English-language press being used as props in a men’s clothing store. Igor Tabakov

“Let me speak from my heart in English,” sports minister Vitaly Mutko begged with an astonishingly thick accent at the December ceremony where Russia won the right to host the 2018 World Cup.

The speech — which Mutko confessed took him two weeks to memorize — prompted enough snickers to turn a video of his remarks into a YouTube hit with more than 1 million views.

But thousands of bureaucrats may soon follow him on the thorny road to multilingualism, if not YouTube fame.

The government wants at least 20 percent of federal officials to be fluent in a foreign language by 2020, and is even prepared to send them abroad to study in order to put Russia on a path toward an innovative future.

The policy is outlined in a report unveiled by the Economic Development Ministry on Dec. 31 and scheduled to be submitted to the government by late February, ministry spokesman Pavel Katkov said Wednesday.

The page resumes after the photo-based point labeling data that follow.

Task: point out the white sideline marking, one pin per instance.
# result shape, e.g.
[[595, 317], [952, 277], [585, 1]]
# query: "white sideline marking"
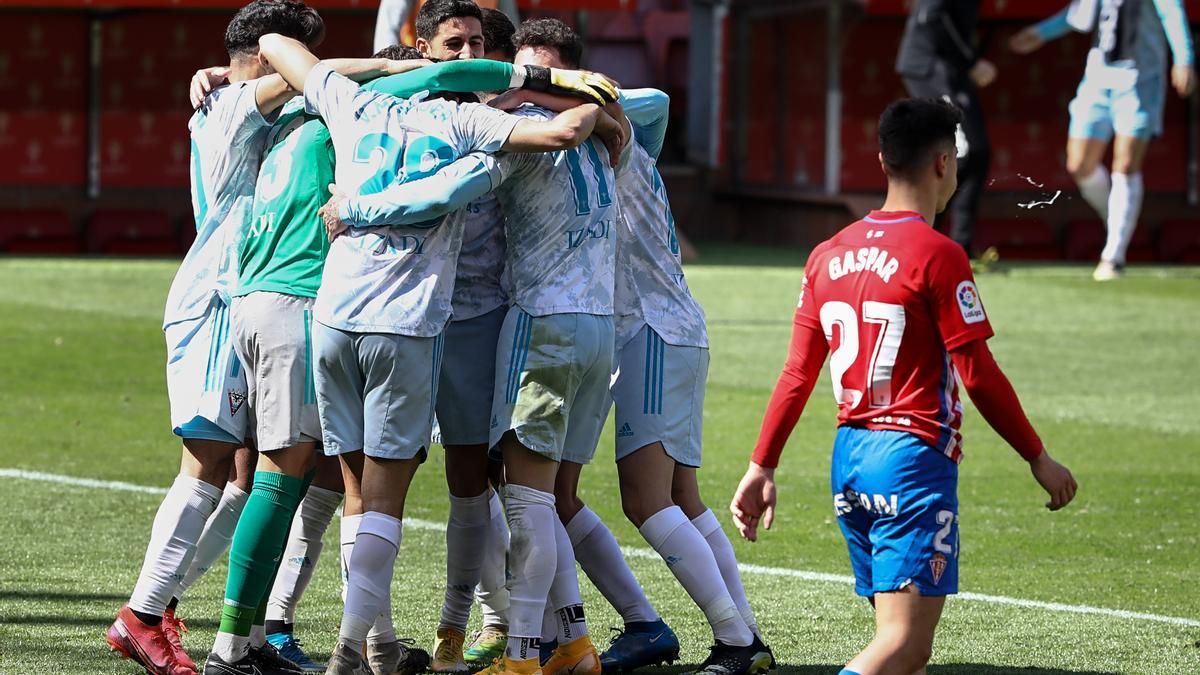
[[647, 554]]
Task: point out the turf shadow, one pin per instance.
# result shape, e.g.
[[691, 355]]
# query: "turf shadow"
[[96, 621], [52, 596]]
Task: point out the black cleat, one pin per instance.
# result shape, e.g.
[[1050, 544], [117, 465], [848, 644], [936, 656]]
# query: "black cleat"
[[729, 659]]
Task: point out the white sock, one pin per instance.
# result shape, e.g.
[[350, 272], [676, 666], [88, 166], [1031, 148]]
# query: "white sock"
[[349, 531], [601, 560], [564, 592], [1125, 207], [231, 647], [689, 557], [217, 533], [723, 551], [533, 560], [493, 584], [177, 527], [257, 635], [370, 575], [467, 530], [301, 553], [382, 629], [1096, 189]]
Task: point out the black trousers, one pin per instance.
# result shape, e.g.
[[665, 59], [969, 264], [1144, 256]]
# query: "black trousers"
[[958, 89]]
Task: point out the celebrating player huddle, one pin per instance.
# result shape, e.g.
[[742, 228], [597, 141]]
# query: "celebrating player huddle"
[[383, 263]]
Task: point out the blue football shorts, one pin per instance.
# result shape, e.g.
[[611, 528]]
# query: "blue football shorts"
[[898, 507]]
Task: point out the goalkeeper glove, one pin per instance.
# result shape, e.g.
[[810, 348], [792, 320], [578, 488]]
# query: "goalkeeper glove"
[[579, 84]]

The 124-page report gives little detail and does not elaborate on the cost of the project. Katkov also declined to provide details, saying his superiors planned to speak on the issue later this week.

In any case, the task is monumental. While no official data on how many civil servants speak foreign languages is available, politicians and observers alike agreed that the figure is small.

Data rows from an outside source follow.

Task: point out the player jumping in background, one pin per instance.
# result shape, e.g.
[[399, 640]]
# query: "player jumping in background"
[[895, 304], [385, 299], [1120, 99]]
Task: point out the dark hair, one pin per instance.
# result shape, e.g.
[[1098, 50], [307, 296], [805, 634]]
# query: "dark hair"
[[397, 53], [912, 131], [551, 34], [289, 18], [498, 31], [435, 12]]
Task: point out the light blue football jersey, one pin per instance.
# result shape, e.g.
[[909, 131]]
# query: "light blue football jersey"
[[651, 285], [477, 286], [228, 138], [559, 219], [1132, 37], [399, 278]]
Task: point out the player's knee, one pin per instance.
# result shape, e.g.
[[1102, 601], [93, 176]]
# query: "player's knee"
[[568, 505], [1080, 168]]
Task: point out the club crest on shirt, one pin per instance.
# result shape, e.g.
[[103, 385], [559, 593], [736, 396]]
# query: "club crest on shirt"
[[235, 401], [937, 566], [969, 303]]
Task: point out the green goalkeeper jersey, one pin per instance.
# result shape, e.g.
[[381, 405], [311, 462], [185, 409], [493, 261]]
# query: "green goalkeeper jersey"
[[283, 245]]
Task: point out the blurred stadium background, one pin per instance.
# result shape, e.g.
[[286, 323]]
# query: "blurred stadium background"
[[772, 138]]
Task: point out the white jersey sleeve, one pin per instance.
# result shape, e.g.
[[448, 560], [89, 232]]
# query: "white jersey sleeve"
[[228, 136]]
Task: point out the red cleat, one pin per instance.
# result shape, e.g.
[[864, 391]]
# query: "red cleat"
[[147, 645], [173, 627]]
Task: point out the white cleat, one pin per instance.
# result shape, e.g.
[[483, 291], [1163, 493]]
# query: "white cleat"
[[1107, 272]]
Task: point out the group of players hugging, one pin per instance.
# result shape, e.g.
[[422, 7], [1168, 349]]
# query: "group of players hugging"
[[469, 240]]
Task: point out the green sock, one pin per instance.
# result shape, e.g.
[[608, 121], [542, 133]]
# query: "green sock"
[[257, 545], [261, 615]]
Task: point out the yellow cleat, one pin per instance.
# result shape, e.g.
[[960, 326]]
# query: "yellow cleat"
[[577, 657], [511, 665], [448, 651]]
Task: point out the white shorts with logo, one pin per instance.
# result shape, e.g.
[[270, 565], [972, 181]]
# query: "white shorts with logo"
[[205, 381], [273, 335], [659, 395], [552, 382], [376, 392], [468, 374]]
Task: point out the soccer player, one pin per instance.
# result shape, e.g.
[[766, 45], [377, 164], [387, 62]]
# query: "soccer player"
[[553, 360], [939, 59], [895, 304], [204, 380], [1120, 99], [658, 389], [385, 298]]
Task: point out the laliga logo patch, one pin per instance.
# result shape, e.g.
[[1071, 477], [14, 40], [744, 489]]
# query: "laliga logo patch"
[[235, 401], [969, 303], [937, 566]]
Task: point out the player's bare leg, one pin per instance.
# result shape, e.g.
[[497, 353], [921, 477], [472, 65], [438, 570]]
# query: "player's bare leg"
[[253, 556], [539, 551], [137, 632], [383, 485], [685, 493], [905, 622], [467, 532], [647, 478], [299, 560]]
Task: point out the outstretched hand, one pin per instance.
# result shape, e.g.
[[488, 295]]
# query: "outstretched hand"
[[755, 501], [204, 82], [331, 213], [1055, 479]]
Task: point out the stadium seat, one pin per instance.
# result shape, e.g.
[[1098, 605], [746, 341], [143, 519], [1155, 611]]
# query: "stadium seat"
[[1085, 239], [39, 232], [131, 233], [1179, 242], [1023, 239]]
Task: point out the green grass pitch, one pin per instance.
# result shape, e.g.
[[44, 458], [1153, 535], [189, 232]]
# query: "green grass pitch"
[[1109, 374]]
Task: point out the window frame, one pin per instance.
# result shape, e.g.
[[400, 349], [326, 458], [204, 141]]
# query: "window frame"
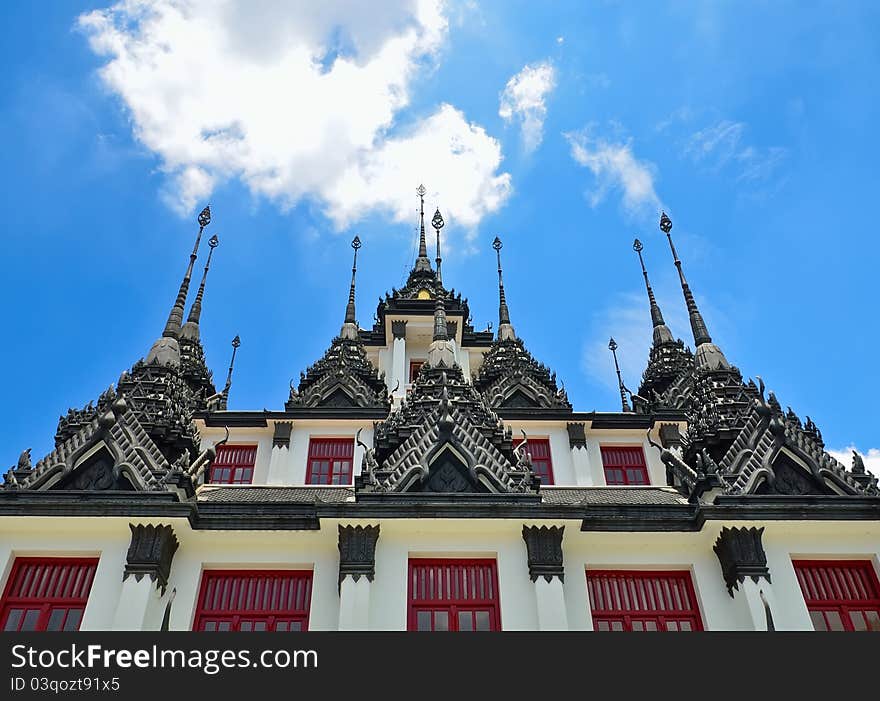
[[623, 468], [845, 607], [627, 616], [310, 457], [272, 616], [453, 607], [233, 466], [543, 440], [46, 605]]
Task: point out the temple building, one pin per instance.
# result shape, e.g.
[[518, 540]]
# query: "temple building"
[[426, 475]]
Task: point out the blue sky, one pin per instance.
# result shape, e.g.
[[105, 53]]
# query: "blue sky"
[[561, 127]]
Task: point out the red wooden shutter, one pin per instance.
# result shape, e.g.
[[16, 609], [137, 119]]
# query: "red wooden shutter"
[[643, 601], [330, 461], [47, 593], [234, 464], [542, 463], [840, 594], [275, 600], [624, 465], [456, 595]]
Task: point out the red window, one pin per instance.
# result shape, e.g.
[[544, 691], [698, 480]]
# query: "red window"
[[414, 367], [47, 593], [453, 595], [539, 449], [624, 465], [244, 600], [234, 464], [642, 601], [840, 594], [330, 461]]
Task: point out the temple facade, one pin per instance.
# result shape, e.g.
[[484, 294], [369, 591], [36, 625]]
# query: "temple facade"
[[426, 475]]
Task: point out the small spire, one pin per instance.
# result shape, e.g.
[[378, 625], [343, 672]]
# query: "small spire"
[[662, 334], [612, 346], [236, 342], [191, 327], [708, 356], [505, 328], [438, 223], [422, 262], [175, 317], [349, 308]]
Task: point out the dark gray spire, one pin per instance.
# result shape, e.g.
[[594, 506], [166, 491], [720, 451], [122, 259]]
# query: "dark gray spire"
[[662, 334], [349, 309], [438, 223], [422, 262], [190, 329], [505, 328], [708, 356], [612, 346]]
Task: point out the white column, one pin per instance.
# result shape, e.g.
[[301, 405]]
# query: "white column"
[[398, 367], [551, 604], [141, 605], [354, 603]]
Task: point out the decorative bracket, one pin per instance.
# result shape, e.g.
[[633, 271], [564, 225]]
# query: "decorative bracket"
[[281, 437], [544, 545], [741, 555], [577, 436], [150, 553], [357, 552]]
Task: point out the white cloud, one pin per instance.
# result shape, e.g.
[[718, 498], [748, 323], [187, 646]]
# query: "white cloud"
[[295, 98], [615, 167], [523, 101], [871, 458]]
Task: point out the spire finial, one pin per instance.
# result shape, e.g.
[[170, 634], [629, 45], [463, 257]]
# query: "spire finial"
[[175, 318], [349, 309], [698, 326], [612, 346], [422, 262], [438, 223], [662, 334], [195, 311], [504, 325], [236, 342]]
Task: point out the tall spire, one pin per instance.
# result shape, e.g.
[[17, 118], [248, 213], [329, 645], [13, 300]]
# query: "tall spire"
[[708, 355], [166, 349], [422, 262], [190, 329], [612, 346], [438, 223], [505, 328], [349, 327], [662, 334], [175, 318]]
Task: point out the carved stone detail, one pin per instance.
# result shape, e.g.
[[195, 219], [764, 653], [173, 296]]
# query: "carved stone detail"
[[398, 328], [150, 553], [577, 436], [741, 555], [544, 545], [281, 437], [357, 552]]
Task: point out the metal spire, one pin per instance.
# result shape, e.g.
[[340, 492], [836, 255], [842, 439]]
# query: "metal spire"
[[612, 346], [698, 326], [662, 334], [236, 342], [191, 327], [505, 329], [438, 223], [422, 262], [349, 309], [175, 317]]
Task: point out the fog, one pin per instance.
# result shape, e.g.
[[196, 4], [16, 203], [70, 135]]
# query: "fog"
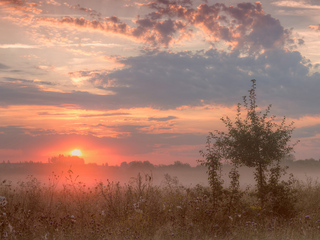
[[127, 173]]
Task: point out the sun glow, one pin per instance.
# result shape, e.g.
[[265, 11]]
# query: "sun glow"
[[76, 152]]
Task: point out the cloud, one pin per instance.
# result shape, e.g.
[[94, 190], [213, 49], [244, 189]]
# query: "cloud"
[[244, 27], [2, 66], [34, 141], [307, 132], [315, 27], [296, 4], [103, 115], [171, 80], [18, 45], [162, 119], [92, 13]]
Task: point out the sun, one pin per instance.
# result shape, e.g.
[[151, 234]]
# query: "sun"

There were almost 880,000 federal officials as of 2009, although their ranks will be pared down by 20 percent by April 2013 under a government downsizing plan approved by President Dmitry Medvedev this month. But even the reduced figure implies that some 140,000 officials will be required to master a foreign language over the current decade.

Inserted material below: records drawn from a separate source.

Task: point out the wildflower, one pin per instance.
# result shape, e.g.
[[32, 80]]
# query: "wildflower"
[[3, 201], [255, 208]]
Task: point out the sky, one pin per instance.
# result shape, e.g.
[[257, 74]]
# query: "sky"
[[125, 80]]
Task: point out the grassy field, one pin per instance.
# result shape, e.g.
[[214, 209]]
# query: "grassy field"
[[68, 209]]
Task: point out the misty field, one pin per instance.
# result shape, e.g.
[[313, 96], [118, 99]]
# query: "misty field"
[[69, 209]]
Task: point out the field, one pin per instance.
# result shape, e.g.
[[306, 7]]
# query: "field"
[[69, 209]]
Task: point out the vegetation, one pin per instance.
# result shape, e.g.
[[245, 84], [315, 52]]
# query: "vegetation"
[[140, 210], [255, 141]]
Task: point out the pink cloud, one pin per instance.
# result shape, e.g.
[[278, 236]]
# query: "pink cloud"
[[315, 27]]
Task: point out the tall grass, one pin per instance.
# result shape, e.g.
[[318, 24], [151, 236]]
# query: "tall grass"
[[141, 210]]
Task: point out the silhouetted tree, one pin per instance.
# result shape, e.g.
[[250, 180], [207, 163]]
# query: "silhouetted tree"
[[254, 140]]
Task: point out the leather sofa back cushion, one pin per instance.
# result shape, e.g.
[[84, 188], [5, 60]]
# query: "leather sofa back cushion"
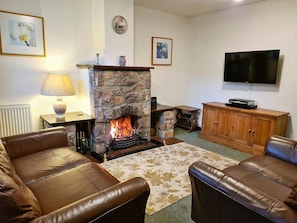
[[292, 198], [24, 144], [5, 164], [17, 202]]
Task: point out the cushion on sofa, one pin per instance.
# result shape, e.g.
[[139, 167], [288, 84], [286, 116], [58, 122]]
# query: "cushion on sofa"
[[71, 185], [258, 181], [292, 198], [17, 202], [42, 164], [273, 168], [5, 164]]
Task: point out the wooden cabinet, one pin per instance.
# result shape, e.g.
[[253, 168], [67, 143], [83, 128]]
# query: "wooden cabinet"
[[243, 129]]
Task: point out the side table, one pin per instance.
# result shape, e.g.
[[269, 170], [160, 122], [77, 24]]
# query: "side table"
[[188, 120], [78, 126]]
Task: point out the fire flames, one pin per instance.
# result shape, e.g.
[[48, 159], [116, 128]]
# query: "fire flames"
[[121, 127]]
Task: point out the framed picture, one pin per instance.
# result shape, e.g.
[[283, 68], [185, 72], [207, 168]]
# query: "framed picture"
[[21, 34], [161, 51]]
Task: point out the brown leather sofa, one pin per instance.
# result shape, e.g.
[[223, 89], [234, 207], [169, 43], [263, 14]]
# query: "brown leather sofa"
[[259, 189], [43, 180]]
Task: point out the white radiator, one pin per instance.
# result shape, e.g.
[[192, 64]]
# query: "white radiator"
[[15, 119]]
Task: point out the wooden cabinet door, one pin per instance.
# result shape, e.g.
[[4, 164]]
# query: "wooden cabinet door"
[[209, 121], [263, 127], [242, 128], [224, 123]]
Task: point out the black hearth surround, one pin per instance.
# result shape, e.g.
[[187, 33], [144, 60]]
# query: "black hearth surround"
[[117, 91]]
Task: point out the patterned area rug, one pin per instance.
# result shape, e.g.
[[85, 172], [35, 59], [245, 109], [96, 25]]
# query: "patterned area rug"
[[166, 171]]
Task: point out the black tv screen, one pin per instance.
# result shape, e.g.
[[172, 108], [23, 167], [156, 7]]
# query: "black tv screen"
[[251, 66]]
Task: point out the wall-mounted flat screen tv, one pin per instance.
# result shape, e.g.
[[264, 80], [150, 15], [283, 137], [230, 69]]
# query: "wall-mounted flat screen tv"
[[251, 66]]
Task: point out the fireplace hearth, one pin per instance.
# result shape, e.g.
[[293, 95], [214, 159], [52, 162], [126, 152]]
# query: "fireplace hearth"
[[118, 94]]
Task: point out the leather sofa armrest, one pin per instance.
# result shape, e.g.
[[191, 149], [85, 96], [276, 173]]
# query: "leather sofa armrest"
[[28, 143], [214, 193], [123, 202], [282, 148]]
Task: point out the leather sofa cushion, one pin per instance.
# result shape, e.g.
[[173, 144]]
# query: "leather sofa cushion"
[[33, 142], [273, 168], [258, 182], [71, 185], [5, 164], [292, 198], [42, 164], [17, 202]]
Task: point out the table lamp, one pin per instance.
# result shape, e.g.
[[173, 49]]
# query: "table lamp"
[[58, 85]]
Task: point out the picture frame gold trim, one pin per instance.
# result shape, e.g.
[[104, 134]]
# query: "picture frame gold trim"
[[162, 51], [21, 34]]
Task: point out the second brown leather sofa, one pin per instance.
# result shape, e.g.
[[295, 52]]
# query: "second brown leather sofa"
[[43, 180], [259, 189]]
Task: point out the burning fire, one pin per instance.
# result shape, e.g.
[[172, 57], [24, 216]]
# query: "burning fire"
[[121, 127]]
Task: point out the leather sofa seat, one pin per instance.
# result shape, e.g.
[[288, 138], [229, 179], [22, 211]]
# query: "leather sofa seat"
[[259, 189], [44, 180]]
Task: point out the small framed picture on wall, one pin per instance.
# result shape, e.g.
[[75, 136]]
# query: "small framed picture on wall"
[[161, 51], [21, 34]]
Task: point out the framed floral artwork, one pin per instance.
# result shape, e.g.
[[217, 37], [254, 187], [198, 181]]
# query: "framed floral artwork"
[[21, 34], [161, 51]]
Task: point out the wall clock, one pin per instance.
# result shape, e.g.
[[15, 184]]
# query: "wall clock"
[[120, 24]]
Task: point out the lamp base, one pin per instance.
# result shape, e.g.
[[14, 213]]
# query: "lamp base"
[[60, 108]]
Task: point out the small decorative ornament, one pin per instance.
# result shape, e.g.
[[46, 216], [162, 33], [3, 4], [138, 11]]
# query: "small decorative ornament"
[[120, 24], [122, 61]]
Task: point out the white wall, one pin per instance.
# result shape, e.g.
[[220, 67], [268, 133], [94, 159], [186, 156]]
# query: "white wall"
[[74, 32], [262, 26], [196, 75], [168, 82]]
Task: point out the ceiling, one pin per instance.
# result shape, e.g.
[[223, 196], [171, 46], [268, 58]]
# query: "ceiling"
[[190, 8]]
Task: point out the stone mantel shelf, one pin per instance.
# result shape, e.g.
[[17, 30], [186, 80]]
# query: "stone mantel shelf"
[[114, 68]]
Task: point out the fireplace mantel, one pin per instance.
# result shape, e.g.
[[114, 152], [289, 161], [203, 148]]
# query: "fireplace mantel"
[[113, 68]]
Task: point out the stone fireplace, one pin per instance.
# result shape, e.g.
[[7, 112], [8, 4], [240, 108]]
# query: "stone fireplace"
[[119, 95]]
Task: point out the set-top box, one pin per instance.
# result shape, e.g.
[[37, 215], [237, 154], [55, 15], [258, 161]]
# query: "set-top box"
[[242, 103]]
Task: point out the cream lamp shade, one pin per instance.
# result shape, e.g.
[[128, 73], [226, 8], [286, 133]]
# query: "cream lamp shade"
[[58, 85]]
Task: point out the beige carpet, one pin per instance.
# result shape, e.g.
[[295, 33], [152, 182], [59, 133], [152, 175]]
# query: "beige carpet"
[[166, 171]]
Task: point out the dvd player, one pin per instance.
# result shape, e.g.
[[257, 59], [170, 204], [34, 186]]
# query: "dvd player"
[[242, 103]]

The ministry's plan specifies that fluent English will become a requirement for newly hired civil servants starting in 2012.

Plenty of senior officials, including Prime Minister Vladimir Putin, his deputy Igor Sechin and Foreign Minister Sergei Lavrov, have used apparently fluent English before the cameras during meetings with foreign colleagues. Putin also speaks German after living in Dresden as a KGB spy in the 1980s.

Medvedev, a fairly fluent English speaker, took the spotlight during a trip to Silicon Valley last summer when he promised then-California Governor Arnold Schwarzenegger: "I'll be back.”

Zhanna Lypunova, a spokeswoman for Tver Governor Dmitry Zelenin, himself an English-language teacher by education, said local officials who dealt with “business and investment topics” were able to speak fluent English.

But some federal ministers, like Mutko and Finance Minister Alexei Kudrin, who has been the lone speaker on panel discussions at international conferences like the World Economic Forum to not speak in English, find it a struggle to communicate in a language other than Russian.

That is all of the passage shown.